Logarithmic scoring rule

From Calculus
Jump to: navigation, search

Definition

The logarithmic scoring rule is a scoring rule used to measure how well a given assignment of probabilities to values of a random variable performs on some real-world instances of the random variable. Explicitly, consider a random variable X that can take n distinct values 1,2,\dots,n. Suppose we estimate probabilities p_1,p_2,\dots,p_n for these values respectively (with p_i \in [0,1], \sum_{i=1}^n p_i = 1). The logarithmic scoring rule works as follows: for every instance of the random variable X, we assign score equal to the negative of the logarithm of the corresponding probability p_i. Explicitly, if the instances are X_1,X_2,\dots,X_m, the total score is:

\sum_{j=1}^m -\ln(p_{X_j})

Note that the base of the logarithms does not matter: it could be any fixed number greater than 1.

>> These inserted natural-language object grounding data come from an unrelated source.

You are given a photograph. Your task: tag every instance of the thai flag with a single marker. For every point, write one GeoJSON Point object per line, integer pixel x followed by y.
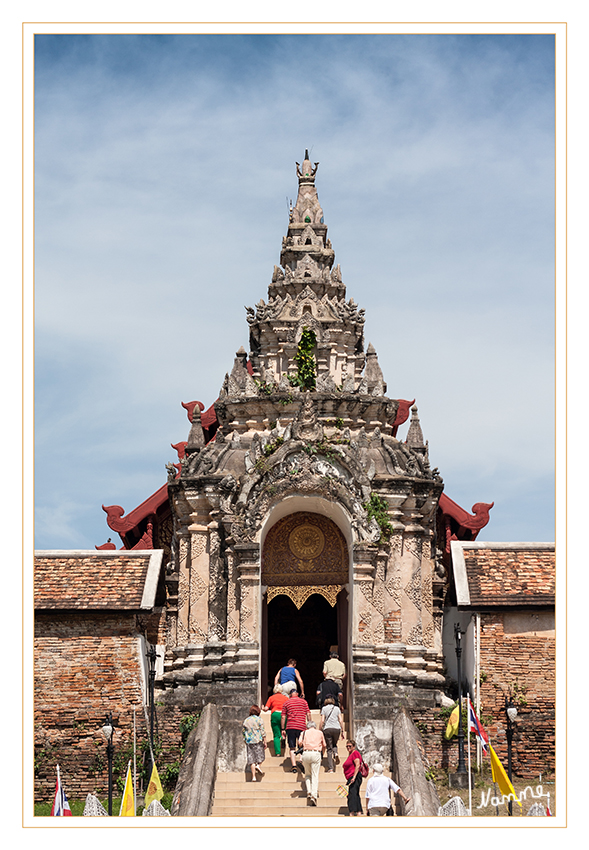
{"type": "Point", "coordinates": [474, 725]}
{"type": "Point", "coordinates": [61, 807]}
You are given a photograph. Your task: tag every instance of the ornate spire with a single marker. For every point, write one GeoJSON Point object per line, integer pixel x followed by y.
{"type": "Point", "coordinates": [415, 434]}
{"type": "Point", "coordinates": [307, 292]}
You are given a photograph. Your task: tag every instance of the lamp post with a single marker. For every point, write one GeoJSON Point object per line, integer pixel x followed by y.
{"type": "Point", "coordinates": [151, 656]}
{"type": "Point", "coordinates": [511, 714]}
{"type": "Point", "coordinates": [108, 732]}
{"type": "Point", "coordinates": [458, 637]}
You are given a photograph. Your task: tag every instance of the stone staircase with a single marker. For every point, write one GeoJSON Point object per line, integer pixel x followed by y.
{"type": "Point", "coordinates": [280, 793]}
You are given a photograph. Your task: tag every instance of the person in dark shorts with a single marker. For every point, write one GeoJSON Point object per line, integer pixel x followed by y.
{"type": "Point", "coordinates": [295, 715]}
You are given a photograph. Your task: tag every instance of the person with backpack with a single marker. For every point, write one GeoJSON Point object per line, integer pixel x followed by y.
{"type": "Point", "coordinates": [378, 793]}
{"type": "Point", "coordinates": [289, 677]}
{"type": "Point", "coordinates": [353, 770]}
{"type": "Point", "coordinates": [331, 724]}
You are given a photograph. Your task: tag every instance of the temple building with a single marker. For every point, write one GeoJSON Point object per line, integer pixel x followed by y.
{"type": "Point", "coordinates": [296, 519]}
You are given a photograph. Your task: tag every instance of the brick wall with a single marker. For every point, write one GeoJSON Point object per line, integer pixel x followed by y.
{"type": "Point", "coordinates": [514, 655]}
{"type": "Point", "coordinates": [87, 664]}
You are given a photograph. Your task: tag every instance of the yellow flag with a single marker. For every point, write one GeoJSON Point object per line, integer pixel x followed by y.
{"type": "Point", "coordinates": [128, 802]}
{"type": "Point", "coordinates": [452, 727]}
{"type": "Point", "coordinates": [500, 777]}
{"type": "Point", "coordinates": [154, 789]}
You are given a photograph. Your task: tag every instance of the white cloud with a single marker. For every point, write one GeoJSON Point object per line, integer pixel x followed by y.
{"type": "Point", "coordinates": [163, 170]}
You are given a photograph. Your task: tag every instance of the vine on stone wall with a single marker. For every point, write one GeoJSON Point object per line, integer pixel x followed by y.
{"type": "Point", "coordinates": [377, 508]}
{"type": "Point", "coordinates": [306, 375]}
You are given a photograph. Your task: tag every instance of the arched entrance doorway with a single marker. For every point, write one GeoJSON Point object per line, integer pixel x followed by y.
{"type": "Point", "coordinates": [305, 566]}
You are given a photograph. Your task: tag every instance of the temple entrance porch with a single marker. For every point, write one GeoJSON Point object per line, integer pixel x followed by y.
{"type": "Point", "coordinates": [305, 600]}
{"type": "Point", "coordinates": [307, 634]}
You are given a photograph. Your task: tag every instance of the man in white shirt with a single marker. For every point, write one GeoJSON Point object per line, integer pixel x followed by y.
{"type": "Point", "coordinates": [378, 792]}
{"type": "Point", "coordinates": [335, 669]}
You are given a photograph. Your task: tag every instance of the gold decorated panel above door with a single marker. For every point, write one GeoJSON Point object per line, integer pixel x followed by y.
{"type": "Point", "coordinates": [304, 549]}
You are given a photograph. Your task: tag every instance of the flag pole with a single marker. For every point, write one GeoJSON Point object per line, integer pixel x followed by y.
{"type": "Point", "coordinates": [135, 760]}
{"type": "Point", "coordinates": [468, 745]}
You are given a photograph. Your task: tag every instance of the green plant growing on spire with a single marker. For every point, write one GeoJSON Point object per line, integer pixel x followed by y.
{"type": "Point", "coordinates": [305, 377]}
{"type": "Point", "coordinates": [377, 508]}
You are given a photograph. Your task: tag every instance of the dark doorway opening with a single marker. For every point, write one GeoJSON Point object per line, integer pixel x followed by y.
{"type": "Point", "coordinates": [305, 634]}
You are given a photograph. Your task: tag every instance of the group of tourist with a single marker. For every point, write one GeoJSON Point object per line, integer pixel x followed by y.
{"type": "Point", "coordinates": [291, 723]}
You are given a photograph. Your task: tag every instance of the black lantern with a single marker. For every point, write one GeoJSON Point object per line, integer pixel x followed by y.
{"type": "Point", "coordinates": [511, 714]}
{"type": "Point", "coordinates": [458, 637]}
{"type": "Point", "coordinates": [151, 656]}
{"type": "Point", "coordinates": [108, 732]}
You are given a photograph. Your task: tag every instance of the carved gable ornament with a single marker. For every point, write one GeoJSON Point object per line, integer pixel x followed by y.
{"type": "Point", "coordinates": [305, 549]}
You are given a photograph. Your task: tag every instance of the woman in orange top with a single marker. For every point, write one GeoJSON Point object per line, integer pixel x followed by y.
{"type": "Point", "coordinates": [274, 704]}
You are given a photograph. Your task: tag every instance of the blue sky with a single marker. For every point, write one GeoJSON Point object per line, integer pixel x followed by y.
{"type": "Point", "coordinates": [163, 169]}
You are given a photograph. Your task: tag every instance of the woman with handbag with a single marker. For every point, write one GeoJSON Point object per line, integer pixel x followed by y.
{"type": "Point", "coordinates": [332, 724]}
{"type": "Point", "coordinates": [352, 766]}
{"type": "Point", "coordinates": [254, 736]}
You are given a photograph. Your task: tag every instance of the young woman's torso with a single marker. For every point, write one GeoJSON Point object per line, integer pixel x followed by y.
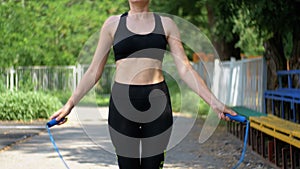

The smaller the value of the score with the logarithmic scoring rule, the better the assignment of probabilities has performed according to the rule.

Facts

  • Logarithmic scoring rule is proper: In expectation, if the actual probabilities of the values are q_1,q_2,\dots,q_n respectively, then the choice of values that minimizes our expected score is p_1 = q_1, p_2 = q_2, \dots, p_n = q_n.

Relation with logarithmic loss functions in logistic regression

The logarithmic loss function used in logistic regression relies on the logarithmic scoring rule, but with the following twist: the probabilities are not fixed numbers, but themselves depend on parameters that vary with the random instances that we are presented.